The primary objective of this study was to analyze the effects of different caffeine dosages on resting and post-exercise cardiac autonomic modulation. While higher cardiac parasympathetic and global modulations were observed after CAF3 and CAF6 ingestion during the resting condition, no such effects were noted for the PLA and CON groups. Further, while all treatment groups demonstrated a significant reduction in lnRMSSD and lnSDNN 5-min following exercise, no between treatment effects were noted. Finally, given the continual HRV suppression for the PLA and CON groups at 35-min post-exercise, compared to the restoration of said indices for the CAF3 and CAF6 treatments to levels not significantly different from baseline, we conclude that the CAF ingestion in the quantities used in this study are sufficient to accelerates post-exercise autonomic recovery following a single bout of strenuous exercise. Based on these observations we accept our research hypothesis.
The effects of caffeine ingestion on resting HRV are conflicting, with studies reporting increases (30-32), reduction (33) and no changes (34) of resting parasympathetic and/or global modulation markers. Establishing a cause of these divergences is not an easy task since several variables can affect HRV analysis, such as sex (35), body position (36), body mass index (37), nutritional status (38), functional condition (39), corresponding heart rate (40), cardiorespiratory fitness (41) and age (42). In that same sense, the physiological and functional response to caffeine ingestion also depends on various factors such as individual caffeine habituation (43), caffeine dosage (44), sex (45), functional condition adopted to analysis (34), genetic profile (46), caffeine expectancies (47) and some other neuromuscular characteristics (48). Thus, it is plausible to infer that the autonomic response to caffeine ingestion is dependent on several independent variables, and the increase of cardiac parasympathetic and global modulations observed in this study may be limited to our study design and participants' characteristics.

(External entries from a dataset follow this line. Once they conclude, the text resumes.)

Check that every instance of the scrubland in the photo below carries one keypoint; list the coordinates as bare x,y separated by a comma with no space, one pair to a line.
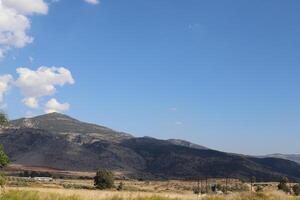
22,189
64,194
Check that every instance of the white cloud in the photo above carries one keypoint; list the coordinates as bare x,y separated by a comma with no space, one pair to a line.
31,102
92,1
31,59
14,22
5,82
173,109
40,83
54,106
27,7
179,123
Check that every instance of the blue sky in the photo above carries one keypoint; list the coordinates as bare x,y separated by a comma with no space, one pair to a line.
224,74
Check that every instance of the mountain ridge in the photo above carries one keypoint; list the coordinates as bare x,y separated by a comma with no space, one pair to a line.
62,142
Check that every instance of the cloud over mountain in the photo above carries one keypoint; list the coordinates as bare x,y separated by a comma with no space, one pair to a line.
42,82
15,23
53,106
5,82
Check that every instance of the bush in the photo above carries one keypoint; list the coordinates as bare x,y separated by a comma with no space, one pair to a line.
104,179
120,186
3,158
283,185
296,189
2,180
259,188
28,195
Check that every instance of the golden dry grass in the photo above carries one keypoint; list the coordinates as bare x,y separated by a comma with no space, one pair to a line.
64,194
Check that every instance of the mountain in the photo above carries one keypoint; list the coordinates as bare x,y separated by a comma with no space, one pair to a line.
292,157
72,128
186,144
61,142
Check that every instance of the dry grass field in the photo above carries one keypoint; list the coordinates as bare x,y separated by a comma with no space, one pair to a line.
70,194
22,189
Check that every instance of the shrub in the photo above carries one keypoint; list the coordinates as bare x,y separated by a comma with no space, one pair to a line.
296,189
259,188
28,195
120,186
283,185
104,179
2,180
3,158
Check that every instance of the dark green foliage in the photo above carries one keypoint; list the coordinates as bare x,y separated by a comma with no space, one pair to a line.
104,179
283,185
33,174
259,188
3,158
296,189
120,186
3,119
2,180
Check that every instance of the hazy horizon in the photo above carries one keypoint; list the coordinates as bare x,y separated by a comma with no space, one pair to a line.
222,74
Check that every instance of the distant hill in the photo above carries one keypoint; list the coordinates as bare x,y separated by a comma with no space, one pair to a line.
186,144
62,124
292,157
59,141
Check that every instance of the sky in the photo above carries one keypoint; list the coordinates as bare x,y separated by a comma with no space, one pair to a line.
223,74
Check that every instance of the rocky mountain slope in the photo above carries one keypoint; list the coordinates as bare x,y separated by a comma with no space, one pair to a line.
292,157
61,142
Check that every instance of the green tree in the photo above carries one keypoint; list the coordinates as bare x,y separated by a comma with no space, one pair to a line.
296,189
283,185
3,120
2,180
3,158
104,179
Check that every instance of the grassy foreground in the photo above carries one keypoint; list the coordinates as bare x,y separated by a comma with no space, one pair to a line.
85,195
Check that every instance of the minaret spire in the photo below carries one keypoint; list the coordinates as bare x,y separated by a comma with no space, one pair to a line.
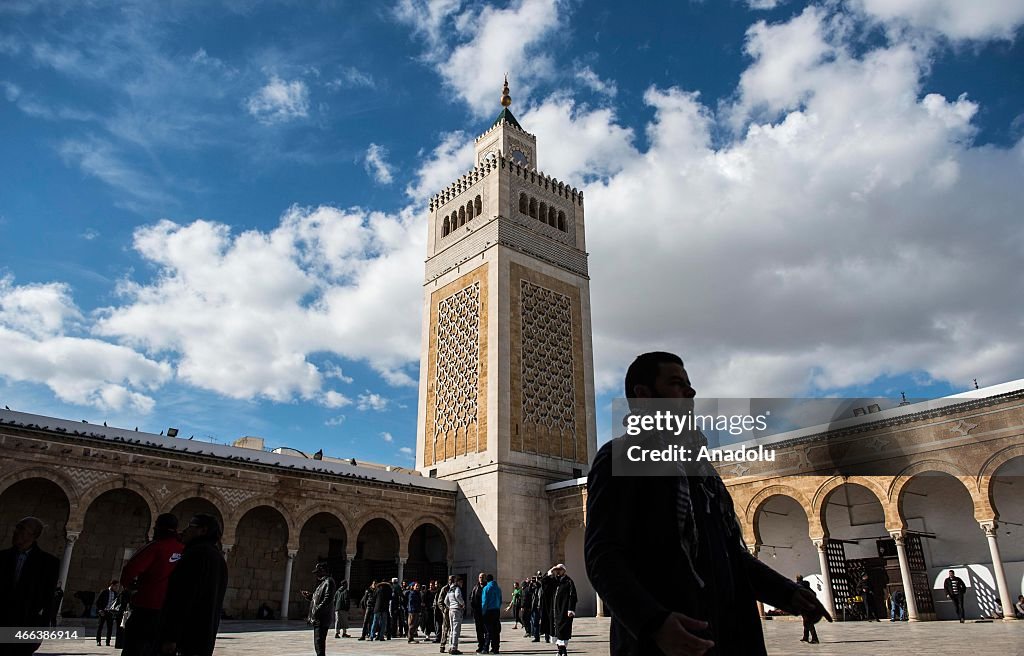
506,98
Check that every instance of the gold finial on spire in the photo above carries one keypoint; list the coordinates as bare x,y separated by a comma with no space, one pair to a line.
506,98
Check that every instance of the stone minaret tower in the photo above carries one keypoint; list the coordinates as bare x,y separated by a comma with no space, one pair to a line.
506,374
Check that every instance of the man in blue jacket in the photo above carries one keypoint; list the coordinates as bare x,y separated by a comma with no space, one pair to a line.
492,606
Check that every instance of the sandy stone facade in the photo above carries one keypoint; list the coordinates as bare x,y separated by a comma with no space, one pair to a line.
98,494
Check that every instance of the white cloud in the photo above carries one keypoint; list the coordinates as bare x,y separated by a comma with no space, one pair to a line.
334,370
352,78
372,401
855,233
502,40
957,19
243,314
335,399
280,101
376,164
81,370
595,83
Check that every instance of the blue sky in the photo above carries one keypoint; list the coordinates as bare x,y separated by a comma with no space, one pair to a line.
213,216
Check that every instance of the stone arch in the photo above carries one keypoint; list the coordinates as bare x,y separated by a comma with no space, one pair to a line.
759,499
52,475
203,492
91,494
398,526
816,518
231,521
897,485
41,497
330,509
559,537
430,519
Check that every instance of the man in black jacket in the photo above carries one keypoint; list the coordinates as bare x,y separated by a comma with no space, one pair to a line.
702,600
108,610
195,601
475,603
28,578
955,588
321,607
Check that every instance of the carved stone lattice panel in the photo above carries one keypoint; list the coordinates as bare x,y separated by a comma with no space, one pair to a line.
548,387
458,370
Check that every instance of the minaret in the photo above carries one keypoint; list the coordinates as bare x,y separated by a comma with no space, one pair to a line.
506,375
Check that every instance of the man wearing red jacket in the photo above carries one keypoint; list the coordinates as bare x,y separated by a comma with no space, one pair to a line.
146,574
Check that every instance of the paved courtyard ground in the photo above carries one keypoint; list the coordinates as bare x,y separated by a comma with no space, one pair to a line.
293,639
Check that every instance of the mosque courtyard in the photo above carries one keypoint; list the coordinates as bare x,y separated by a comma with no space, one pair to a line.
293,639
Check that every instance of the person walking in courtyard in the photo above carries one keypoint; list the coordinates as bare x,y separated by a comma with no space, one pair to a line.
563,603
146,575
108,611
866,592
456,605
382,611
898,610
341,605
28,578
321,607
955,588
195,600
515,604
414,604
442,617
666,553
491,604
475,606
810,633
367,604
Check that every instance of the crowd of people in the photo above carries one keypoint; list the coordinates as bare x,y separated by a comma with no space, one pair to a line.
433,613
168,600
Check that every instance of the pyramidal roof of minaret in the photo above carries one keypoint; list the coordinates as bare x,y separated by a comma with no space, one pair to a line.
506,116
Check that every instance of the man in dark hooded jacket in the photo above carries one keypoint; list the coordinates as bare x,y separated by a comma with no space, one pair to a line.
190,616
563,603
705,599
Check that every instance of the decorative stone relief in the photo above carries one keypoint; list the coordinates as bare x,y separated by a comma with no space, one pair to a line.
233,495
86,478
458,370
548,388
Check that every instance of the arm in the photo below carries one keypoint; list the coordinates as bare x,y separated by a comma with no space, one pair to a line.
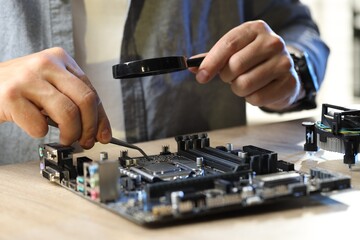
255,60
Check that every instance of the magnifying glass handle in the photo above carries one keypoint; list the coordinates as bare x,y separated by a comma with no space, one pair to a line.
194,62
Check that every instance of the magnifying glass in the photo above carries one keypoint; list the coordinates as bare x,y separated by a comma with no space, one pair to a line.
154,66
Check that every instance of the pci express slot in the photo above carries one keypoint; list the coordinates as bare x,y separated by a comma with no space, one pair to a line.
159,189
213,161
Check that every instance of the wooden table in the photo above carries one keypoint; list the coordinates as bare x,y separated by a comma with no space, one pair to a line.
33,208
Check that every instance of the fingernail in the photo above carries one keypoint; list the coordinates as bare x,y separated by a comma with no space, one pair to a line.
90,142
105,134
202,76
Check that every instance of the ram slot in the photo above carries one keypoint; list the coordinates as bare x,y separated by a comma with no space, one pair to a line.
212,161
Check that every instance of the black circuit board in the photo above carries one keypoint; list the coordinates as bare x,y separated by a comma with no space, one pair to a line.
197,180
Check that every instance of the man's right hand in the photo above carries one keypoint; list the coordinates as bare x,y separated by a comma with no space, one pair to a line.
51,83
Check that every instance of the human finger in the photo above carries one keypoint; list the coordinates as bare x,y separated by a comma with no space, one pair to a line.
233,41
263,48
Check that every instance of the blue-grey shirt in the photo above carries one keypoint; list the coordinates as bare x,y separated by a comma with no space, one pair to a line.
169,104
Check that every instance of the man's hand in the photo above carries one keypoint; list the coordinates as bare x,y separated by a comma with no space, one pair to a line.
254,60
51,83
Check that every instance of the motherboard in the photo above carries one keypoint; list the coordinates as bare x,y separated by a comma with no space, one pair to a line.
197,180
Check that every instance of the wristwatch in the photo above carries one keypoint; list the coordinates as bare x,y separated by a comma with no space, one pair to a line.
308,79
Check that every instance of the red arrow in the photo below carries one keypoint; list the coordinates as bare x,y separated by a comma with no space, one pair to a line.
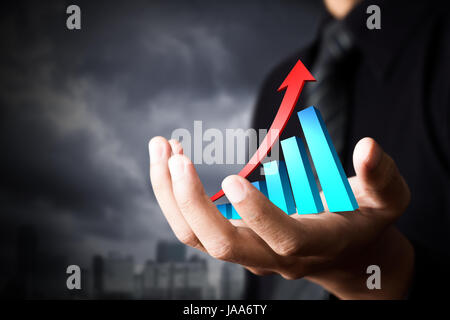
293,83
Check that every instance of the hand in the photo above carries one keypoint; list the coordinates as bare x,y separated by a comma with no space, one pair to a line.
332,249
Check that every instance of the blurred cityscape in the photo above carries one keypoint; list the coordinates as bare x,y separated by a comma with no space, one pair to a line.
171,275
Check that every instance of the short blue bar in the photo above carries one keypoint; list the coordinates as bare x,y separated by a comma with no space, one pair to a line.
304,187
335,186
261,186
278,187
225,210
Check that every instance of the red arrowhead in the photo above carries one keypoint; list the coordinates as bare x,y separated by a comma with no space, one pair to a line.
298,74
293,83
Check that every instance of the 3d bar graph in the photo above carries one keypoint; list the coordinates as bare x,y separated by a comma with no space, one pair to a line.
278,187
304,188
291,185
335,186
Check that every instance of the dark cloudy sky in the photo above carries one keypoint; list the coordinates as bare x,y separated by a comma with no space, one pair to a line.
78,108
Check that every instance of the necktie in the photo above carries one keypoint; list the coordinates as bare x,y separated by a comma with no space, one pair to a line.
332,90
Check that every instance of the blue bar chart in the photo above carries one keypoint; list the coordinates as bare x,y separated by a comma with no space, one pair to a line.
291,185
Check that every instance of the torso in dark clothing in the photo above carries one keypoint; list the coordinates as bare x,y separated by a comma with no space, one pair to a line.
400,98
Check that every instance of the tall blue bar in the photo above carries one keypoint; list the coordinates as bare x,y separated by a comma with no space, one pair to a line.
304,187
336,188
278,188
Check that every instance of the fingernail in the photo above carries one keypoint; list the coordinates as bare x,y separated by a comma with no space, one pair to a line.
233,188
156,150
374,158
177,166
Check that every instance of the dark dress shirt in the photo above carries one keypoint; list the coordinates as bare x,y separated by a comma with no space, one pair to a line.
401,98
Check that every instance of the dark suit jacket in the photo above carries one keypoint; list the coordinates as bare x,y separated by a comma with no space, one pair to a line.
401,98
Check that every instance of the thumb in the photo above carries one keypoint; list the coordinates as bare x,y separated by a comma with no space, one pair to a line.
378,178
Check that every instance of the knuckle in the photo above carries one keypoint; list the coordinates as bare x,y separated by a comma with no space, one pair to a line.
222,250
287,249
186,204
189,239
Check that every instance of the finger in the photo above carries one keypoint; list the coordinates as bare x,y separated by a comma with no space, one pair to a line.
176,146
160,150
220,238
282,233
379,178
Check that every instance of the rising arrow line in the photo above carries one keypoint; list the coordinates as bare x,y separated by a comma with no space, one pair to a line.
293,83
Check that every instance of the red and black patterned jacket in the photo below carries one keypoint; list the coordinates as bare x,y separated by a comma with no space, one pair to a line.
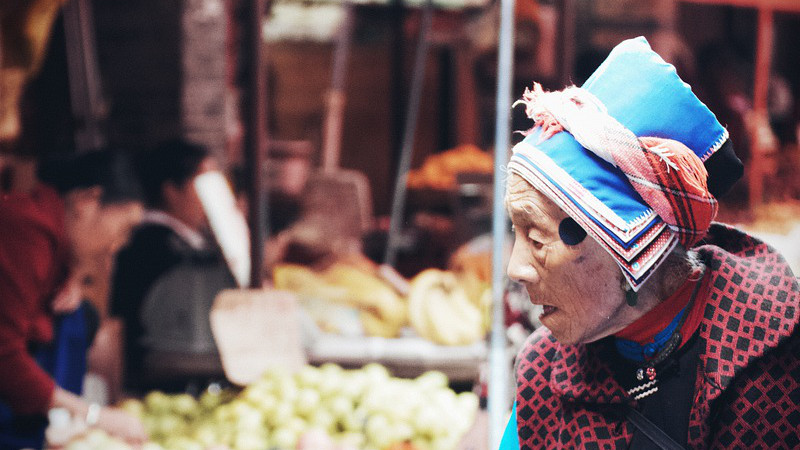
748,369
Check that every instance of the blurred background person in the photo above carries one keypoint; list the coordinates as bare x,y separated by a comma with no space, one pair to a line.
167,277
81,202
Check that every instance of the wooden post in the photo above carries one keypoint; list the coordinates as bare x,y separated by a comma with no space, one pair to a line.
255,135
760,90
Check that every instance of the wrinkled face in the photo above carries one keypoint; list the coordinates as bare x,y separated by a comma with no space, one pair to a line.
97,230
580,286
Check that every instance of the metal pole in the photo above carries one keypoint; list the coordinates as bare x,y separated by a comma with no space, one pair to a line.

Regarding the caffeine dosage effect, no differences between CAF3 and CAF6 on resting autonomic dynamics were observed by this study. Previous studies showed that both 2 (30) and 5 mg∙kg-1 (32) of caffeine, dosage close to those adopted in this study, were able to increase cardiac parasympathetic modulation. In this scenario, our results reinforce the possibility of increasing parasympathetic modulation after caffeine intake and add important information suggesting that the relationship between caffeine dosage and parasympathetic reactivity is not linear. No changes on lnRMSSD and lnSDNN were observed after 45 min of resting on PLA and CON groups, suggesting no effect of resting time on rest cardiac autonomic modulation. In opposition, a significant effect of resting time on supine and orthostatic cardiac parasympathetic and global modulation was previously observed after 60 minutes of resting in the supine position in young men (34). In this same scenario, Zimmermann-Viehoff et al. (2015) observed a significant effect of resting time on HRV parameters in a sample of young men and women from 30 to 50 minutes of rest at the seated position (49) . Despite ours and Zimmermann-Viehoff et al (2015) studies using the seated position to analyze HRV, some differences between them and may explain the conflicting results observed. These differences include the amplitude of R-R interval segments used for HRV analysis, rest time before the nutritional intervention and sample characteristics. Thus, these data indicate that the effect of resting time on HRV may be protocol-dependent and should be considered in studies involving the effect of different pharmacological and non-pharmacological interventions on HRV.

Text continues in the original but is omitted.